I recently redesigned the kindlingapp.com home page. The old home page jumped right into talking about APIs and security features without ever describing what the software was actually for. In contrast, the new design strives to more clearly and succinctly articulate what Kindling is and what real-life problems it solves.
There’s an article stating how the simple reason products fail is because consumers don’t understand what they do. To create a new, successful product you have to be able to communicate to customers what it is your product does and how it can solve their problems.

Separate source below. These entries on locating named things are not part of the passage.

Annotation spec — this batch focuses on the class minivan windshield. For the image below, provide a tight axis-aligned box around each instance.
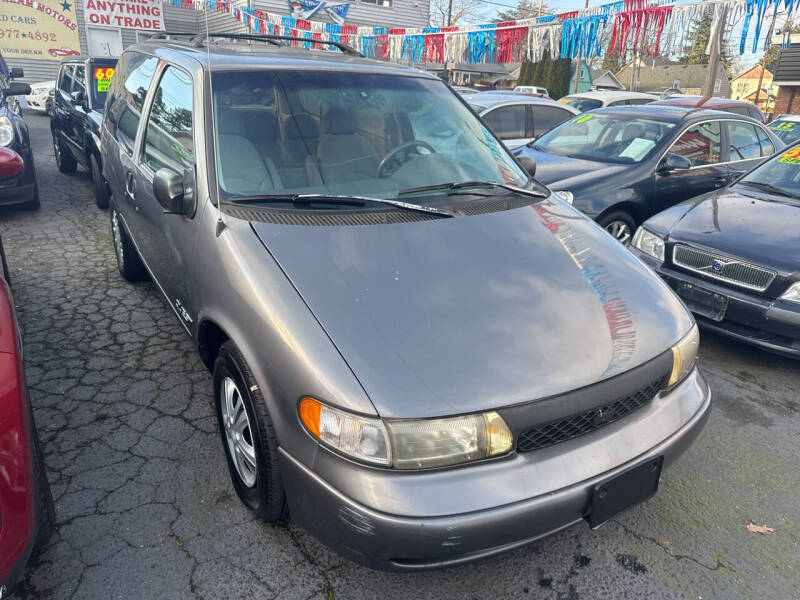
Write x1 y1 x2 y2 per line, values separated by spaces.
212 70 528 200
533 112 675 163
737 145 800 202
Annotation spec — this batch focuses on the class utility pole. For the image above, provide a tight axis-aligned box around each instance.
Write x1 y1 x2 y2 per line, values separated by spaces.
701 7 728 102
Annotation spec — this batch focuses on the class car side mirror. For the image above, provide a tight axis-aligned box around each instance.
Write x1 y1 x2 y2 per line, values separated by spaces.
3 81 31 97
658 154 692 175
518 156 536 177
153 167 194 216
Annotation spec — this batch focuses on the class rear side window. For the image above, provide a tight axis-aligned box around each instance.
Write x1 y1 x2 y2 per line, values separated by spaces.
728 121 761 161
143 67 194 174
483 104 525 140
670 121 722 167
106 52 158 154
533 106 572 137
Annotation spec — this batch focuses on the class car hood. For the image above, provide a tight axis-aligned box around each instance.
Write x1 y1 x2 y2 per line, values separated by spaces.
252 200 691 418
525 148 631 191
669 186 800 273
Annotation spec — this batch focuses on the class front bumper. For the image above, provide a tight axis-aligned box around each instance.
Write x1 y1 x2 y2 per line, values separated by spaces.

Upon first impression that may sound easy, but it’s harder than you might think. Genuinely original and innovative products don’t fall into existing product categories. As a result, these innovations are often difficult to describe because there is no current framework for understanding them. Things that are difficult to describe will be even more difficult to understand, and that’s where the problem begins for businesses: when consumers don’t understand a product’s purpose they immediately lose interest.

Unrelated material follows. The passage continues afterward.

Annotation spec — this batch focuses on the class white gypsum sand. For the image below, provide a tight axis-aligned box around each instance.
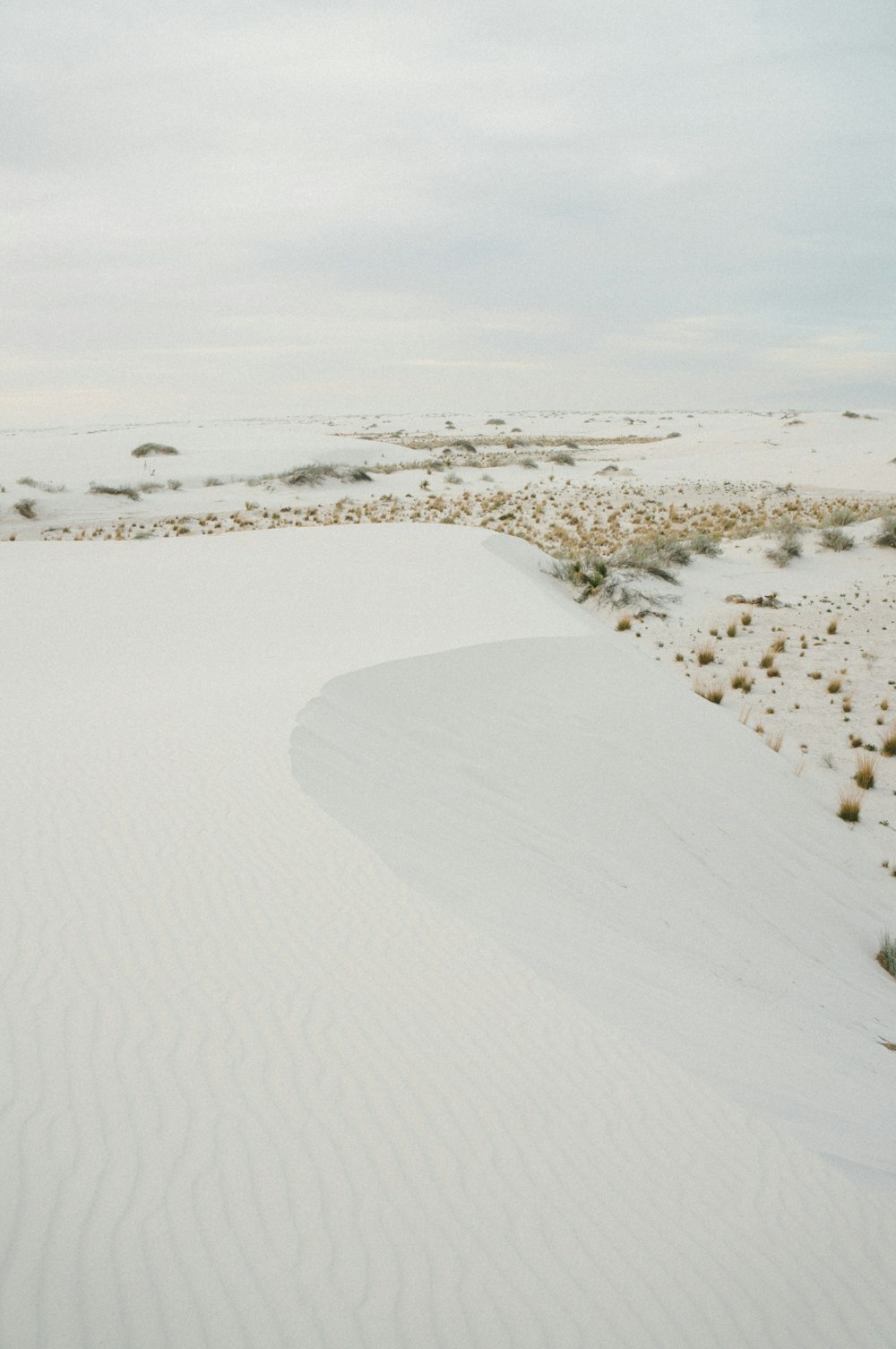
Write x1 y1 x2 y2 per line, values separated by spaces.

One of the best places to communicate what your business is all about is your website. Communicating an entire product’s purpose on the homepage requires lots of focus and discipline.
The new disciplined design for kindlingapp.com focuses on narrating how Kindling is useful in discovering, sharing, and realizing ideas within an organization. My wife, after seeing the new page, said, "oh, I actually know what the company you work for does now".
The design started with a collaborative Google doc for the page’s copy. Though not visual, creating and crafting the copy was one of the most difficult tasks of the design. After innumerable edits the copy provided enough substance to get started on devising visuals for the narrative. I started with various sketches to determine how and where the visuals could aid in communicating Kindling’s purpose.
The artwork was then created in Photoshop. I dribbled a few previews of the work for historical sake:
After drawing up the graphics and reviewing them with stakeholders, it was time to turn the design elements into markup and responsively test the designs across devices:
It seems rather simple but forming the narrative and accompanying graphics took a lot of work. It is difficult to take everything an entire company stands for and distill it into a page that’s clear and simple enough for an anyone to understand.
Iteration on the narrative will continue to take place, but this new home page was a great leap forward in explaining the problems Kindling’s software can solve.